You can encourage and motivate one another, and race for good deeds. Perhaps you won’t feel like fasting one Monday, but if you remember your friend you will be fasting, you won’t want to miss out on the reward and will want to also earn Allah’s Pleasure, Reward, and Forgiveness, insha’Allah.

3. Involve your Family Members:

If you do not find a fasting buddy or if you live in a non-Muslim area, simply involve your family members. Educate them about the countless virtues of fasting, and you can volunteer to buy dates or cook iftar. Insha’Allah by encouraging your family to do this extra good deed, more blessings and mercy will enter your household.

4. Build Family Ties:

Ramadan is a time when all the family members get to sit and eat together, sharing what they learnt or experienced, and feeling like a family. After Ramadan, we slip back into our normal routine – rushing off to complete tasks, attend meetings, so on and so forth – we might neglect the essence of spending quality time with each other. Lack of communication between parents and children or between spouses is also blamed on not finding sufficient time together.

What better way to rekindle the love and affection between family members by fasting at least twice a week (Mondays and Thursdays) or thrice a month (13, 14 and 15th days of the Islamic calendar). You will feel love for the sake of Allah, and feel connect by the rope of Islam.

5. Make it fun:

Make this fasting routine interesting. To add a bit of fun to the occasion, organize quizzes and give away prizes to encourage fasting amongst youngsters.

You can give each family member a chance to discuss about a (simple) Islamic topic or Muslim manners, preferably 30 minutes to an hour before iftaar. This would increase awareness about Islamic principles and character that need to be inculcated in each individual and in the family as a whole. This is a great method to identify what knowledge your family is missing and how to gain it, and to build family ties.

Keep in mind that topics should be simple and within your capacity (eg.
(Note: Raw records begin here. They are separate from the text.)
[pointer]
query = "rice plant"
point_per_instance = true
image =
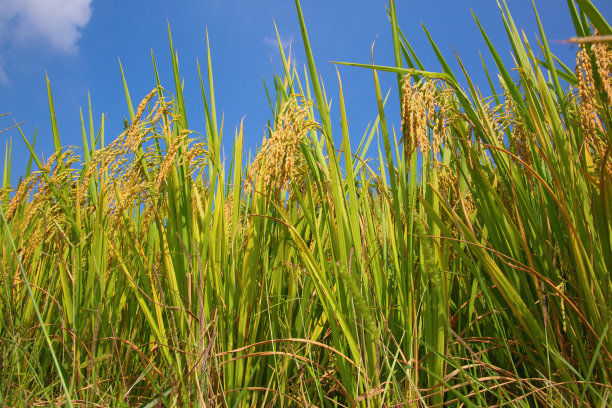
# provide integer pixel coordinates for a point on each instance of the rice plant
(462, 261)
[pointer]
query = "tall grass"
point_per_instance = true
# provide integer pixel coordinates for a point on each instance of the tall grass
(462, 262)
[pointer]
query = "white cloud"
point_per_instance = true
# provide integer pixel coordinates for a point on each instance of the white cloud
(57, 23)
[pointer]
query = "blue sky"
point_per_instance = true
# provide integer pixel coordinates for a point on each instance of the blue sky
(78, 43)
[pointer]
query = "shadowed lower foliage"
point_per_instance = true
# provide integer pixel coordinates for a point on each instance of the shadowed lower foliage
(463, 262)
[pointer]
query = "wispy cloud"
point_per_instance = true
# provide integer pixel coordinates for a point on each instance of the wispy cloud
(56, 23)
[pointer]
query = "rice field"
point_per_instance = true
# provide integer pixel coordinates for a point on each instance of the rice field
(462, 260)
Most of us are not qualified to interpret and give commentary on hadith); if researching topics would not be an effective option for your family, one can show a lecture by a Shaykh or read a passage from a book/commentary. The key here is to “make time” for yourselves rather than complaining about not having time.

Al-Fudayl ibn–Iyaad said: “Know that if you can’t pray at night and you can’t fast during the day, you are prevented and what prevents you is your number of sins, so look into your heart.”

Solution: Avoid sins, seek forgiveness, make du’a, and push against your nafs

Ibn Qayyim Al-Jaqziyyah said: “The Shaytaan has misled most people by beautifying for them the performance of certain voluntary acts of worship such as voluntary prayers and voluntary fasting while neglecting other obligatory acts of worship such as enjoining the good and eradicating the evil, to the extent that they do not even make the intention of performing them whenever they are able to.”

Solution: We should strive to not neglect the obligatory acts of worship.

Dear brothers and sisters, let us push ourselves to pursue the Hereafter by performing nafl fasts. Make an effort to please your Lord and learn about Islam together. It is a great way to train your mind, body, character and nafs all year round. Doing extra voluntary acts of worship is a means of gaining the Pleasure of Allah (The Exalted), if He Wills – so let us take up this noble routine of voluntary fasting.

What are some of your tips that help you stay committed to fasting well beyond Ramadan?